In the Crawl Settings section, you can fine-tune how the crawler behaves with additional settings. These options give you more control over what the crawler collects or skips.

  • CSS Selectors to Wait to Load: You can tell the crawler to wait for specific elements to appear before collecting content. This is helpful for pages with dynamic content that loads after the initial render. For example: .product-description, #faq-section

  • CSS Selectors to Exclude: You can specify parts of the page you want the crawler to skip. Use this to avoid scraping unwanted elements, such as footers or banners. For example: .footer, .cookie-banner

  • File Extensions to Exclude: You can prevent the crawler from downloading or indexing specific file types. For example: .pdf, .jpg, .zip

Before saving your crawl settings, make sure they meet the following requirements:

  • Each rule must use valid URL characters.

  • You can create up to 5 rules per group and 10 groups in total.

  • Rules within a group must follow the same logic (AND or OR).

  • All groups must also use the same logic type (AND or OR).

  • The source name is fixed and cannot be edited.

  • Proximity must be an integer between 0 and 10 (default = 2).

Headers

Headers let you send additional information with your crawl request, such as authentication tokens or language preferences.

To add custom HTTP headers,

  1. Click Add Header.

  1. Enter a key and value pair.

Here are some common headers you might add:

  • Authentication → Use a header to mimic a logged-in user by passing a token.

    • Authorization: Bearer YOUR_TOKEN

  • Language Preference → Request content in a specific language.

    • Accept-Language: en-US (English – US)

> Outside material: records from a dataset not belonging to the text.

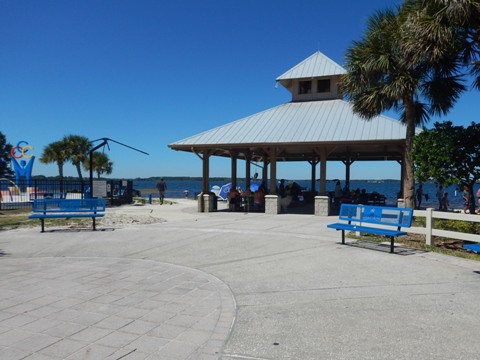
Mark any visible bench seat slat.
[327,223,407,236]
[29,199,106,232]
[327,204,413,253]
[29,213,105,219]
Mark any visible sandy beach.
[0,199,480,360]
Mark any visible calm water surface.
[133,180,477,209]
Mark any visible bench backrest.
[32,199,105,213]
[339,204,413,227]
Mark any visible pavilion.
[169,51,406,215]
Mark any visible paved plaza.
[0,199,480,360]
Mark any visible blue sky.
[0,0,480,179]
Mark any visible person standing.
[416,184,423,209]
[435,185,445,211]
[475,188,480,214]
[462,185,470,214]
[156,178,167,205]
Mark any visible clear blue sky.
[0,0,480,179]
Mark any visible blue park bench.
[327,204,413,253]
[29,199,105,232]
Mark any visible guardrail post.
[425,208,435,246]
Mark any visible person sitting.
[253,188,265,211]
[358,189,368,205]
[440,192,450,211]
[228,186,240,211]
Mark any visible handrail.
[408,208,480,246]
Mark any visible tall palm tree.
[39,141,68,181]
[83,151,113,179]
[62,135,91,184]
[404,0,480,89]
[342,9,464,208]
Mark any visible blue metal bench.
[29,199,105,232]
[327,204,413,253]
[463,244,480,254]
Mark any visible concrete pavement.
[0,200,480,360]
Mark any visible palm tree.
[39,141,68,182]
[62,135,91,184]
[83,151,113,179]
[0,131,13,178]
[342,8,464,208]
[404,0,480,89]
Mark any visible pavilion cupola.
[276,51,347,102]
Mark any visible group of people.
[333,181,381,206]
[228,182,266,211]
[415,185,480,213]
[462,186,480,213]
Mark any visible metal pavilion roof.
[169,99,406,161]
[277,51,347,81]
[170,99,405,147]
[169,51,412,161]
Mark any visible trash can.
[210,192,218,211]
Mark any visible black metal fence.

    • Accept-Language: tr-TR (Turkish)

Upload Documents

In addition to the web crawling option, you can upload documents as sources for your knowledge bases.

Supported file formats:

  • .txt (Plain text – ASCII only)

  • .md (Markdown)

  • .html (HTML)

  • .doc, .docx (Microsoft Word)

  • .csv (Comma-separated values)

  • .xls, .xlsx (Microsoft Excel)

  • .pdf (Portable Document Format)

The maximum file size is 20 MB per file.

To upload documents as the source, you can follow these steps:

  1. After you click the Add Sources button in the Source section, select the Upload Documents option and click Next.

  2. Upload your files one by one and wait for each to finish uploading before continuing. Make sure not to leave the page until all files have been successfully uploaded.

  3. Once all uploads are complete, click the Save button to add the documents to the Knowledge Base.

  4. Uploaded files will appear in the source list with the status “Learning”.

  5. After processing is complete, the status will update to “Ready”.

  6. To save your changes, click the Save button.

Congratulations! Your Knowledge Base is ready for use.